Todo el mundo se rió.
—Para —le pedí—. Por favor.
Ella soltó a la chica y echó a caminar hacia mí. Todas las cabezas acompañaron su movimiento.
—Tienes educación. ¿Tienes también un cigarrillo?
Le ofrecí la cajetilla y nos fuimos a fumar al campus. Había pasado de la rabia completa a la relajación total, y minutos después se estaba riendo, hablando del tiempo, preguntándome si me gustaba este o aquel grupo de música. Oí la sirena que llamaba a clase y, solemnemente, ignoré aquello para lo que había sido educado toda mi vida: mantener la disciplina. Seguí allí charlando, como si la universidad ya no existiese, ni las peleas, ni la cafetería, ni el viento, ni el frío, ni el sol. Sólo existía aquella mujer de ojos grises, que decía cosas poco interesantes e inútiles, capaces de dejarme allí el resto de mi vida.

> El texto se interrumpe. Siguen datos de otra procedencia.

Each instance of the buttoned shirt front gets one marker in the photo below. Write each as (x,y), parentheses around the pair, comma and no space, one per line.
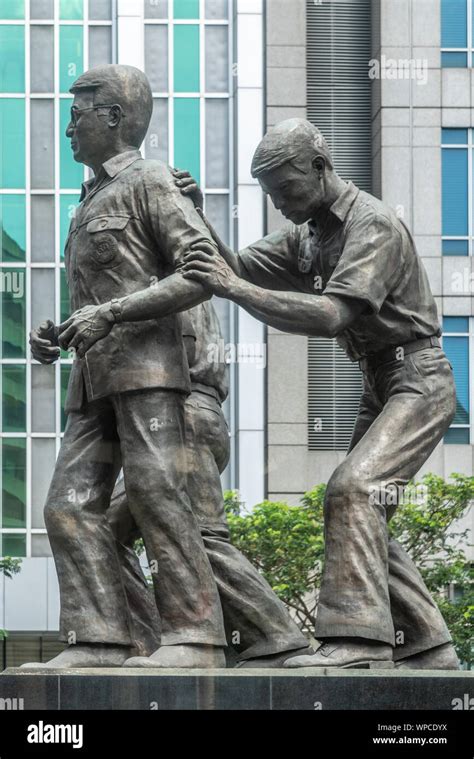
(361,251)
(130,231)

Dos horas después estábamos comiendo juntos. Siete horas después estábamos en un bar, cenando y bebiendo lo que nuestro presupuesto nos permitía comer y beber. Las conversaciones se fueron haciendo cada vez más profundas, y al poco tiempo yo ya sabía prácticamente toda su vida: Athena contaba detalles de su infancia, de su adolescencia, sin que yo le hiciese ninguna pregunta. Más tarde supe que ella era así con todo el mundo; sin embargo, aquel día, me sentí el más especial de todos los hombres sobre la faz de la tierra.
Había llegado a Londres como refugiada de la guerra civil que había estallado en el Líbano. Su padre, un cristiano maronita
[4]
, había sido amenazado de muerte por trabajar con el gobierno, y aun así no se decidía a exiliarse, hasta que Athena oyó a escondidas una conversación telefónica, decidió que era hora de crecer, de asumir sus responsabilidades de hija, y de proteger a aquellos que tanto amaba.

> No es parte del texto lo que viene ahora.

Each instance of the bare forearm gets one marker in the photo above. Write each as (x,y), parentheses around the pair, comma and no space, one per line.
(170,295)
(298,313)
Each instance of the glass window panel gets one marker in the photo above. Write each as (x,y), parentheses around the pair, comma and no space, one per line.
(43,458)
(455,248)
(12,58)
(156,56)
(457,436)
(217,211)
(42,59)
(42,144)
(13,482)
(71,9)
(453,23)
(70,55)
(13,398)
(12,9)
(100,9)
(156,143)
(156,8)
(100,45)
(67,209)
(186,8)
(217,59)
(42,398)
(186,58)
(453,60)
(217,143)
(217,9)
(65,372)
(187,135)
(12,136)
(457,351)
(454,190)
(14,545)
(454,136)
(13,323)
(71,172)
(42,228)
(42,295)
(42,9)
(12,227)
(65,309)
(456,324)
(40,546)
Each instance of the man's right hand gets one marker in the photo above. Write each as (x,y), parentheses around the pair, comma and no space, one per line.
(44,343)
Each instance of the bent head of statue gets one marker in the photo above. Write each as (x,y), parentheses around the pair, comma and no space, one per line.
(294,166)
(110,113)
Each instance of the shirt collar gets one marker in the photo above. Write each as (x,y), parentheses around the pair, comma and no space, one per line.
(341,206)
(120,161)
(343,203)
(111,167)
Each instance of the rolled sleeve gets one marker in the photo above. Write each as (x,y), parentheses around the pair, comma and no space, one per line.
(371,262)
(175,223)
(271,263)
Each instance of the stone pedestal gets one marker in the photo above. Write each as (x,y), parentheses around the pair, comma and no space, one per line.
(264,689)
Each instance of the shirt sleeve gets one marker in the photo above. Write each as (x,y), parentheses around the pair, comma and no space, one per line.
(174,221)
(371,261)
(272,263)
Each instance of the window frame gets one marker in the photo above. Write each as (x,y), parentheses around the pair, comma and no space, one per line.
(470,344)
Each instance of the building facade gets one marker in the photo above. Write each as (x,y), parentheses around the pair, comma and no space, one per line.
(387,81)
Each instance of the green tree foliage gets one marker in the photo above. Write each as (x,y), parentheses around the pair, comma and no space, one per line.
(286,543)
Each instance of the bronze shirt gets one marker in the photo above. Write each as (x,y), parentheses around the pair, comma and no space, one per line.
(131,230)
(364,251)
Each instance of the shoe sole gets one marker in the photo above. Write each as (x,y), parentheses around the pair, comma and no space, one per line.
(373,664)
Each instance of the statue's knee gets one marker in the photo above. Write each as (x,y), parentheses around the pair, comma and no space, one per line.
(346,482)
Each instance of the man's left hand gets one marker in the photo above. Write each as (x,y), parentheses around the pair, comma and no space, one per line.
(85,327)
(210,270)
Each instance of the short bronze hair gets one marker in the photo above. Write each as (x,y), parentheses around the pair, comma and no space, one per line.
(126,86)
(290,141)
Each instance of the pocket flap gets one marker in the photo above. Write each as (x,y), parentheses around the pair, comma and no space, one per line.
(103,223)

Ensayó una especie de danza, fingió que estaba en trance (había aprendido todo aquello en el colegio, cuando estudiaba la vida de los santos), y empezó a decir cosas. No sé cómo una niña puede hacer que los adultos tomen decisiones basadas en sus comentarios, pero Athena afirmó que había sido exactamente así, su padre era supersticioso, estaba absolutamente convencida de que había salvado la vida de su familia.

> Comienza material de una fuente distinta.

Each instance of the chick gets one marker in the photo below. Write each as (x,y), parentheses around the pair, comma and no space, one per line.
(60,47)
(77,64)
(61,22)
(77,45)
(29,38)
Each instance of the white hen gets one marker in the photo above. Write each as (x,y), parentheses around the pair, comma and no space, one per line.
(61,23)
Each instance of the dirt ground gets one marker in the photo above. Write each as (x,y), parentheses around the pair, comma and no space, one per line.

Llegaron aquí como refugiados, pero no como mendigos. La comunidad libanesa está dispersa por todo el mundo, su padre encontró en seguida la manera de restablecer sus negocios, y la vida siguió. Athena pudo estudiar en buenos colegios, dio clases de baile —que era su pasión— y escogió la Facultad de Ingeniería en cuanto terminó sus estudios secundarios.
Ya en Londres, sus padres la invitaron a cenar en uno de los restaurantes más caros de la ciudad, y le contaron, lo más delicadamente posible, que era adoptada. Ella fingió sorpresa, los abrazó, y les dijo que nada iba a cambiar la relación que había entre ellos.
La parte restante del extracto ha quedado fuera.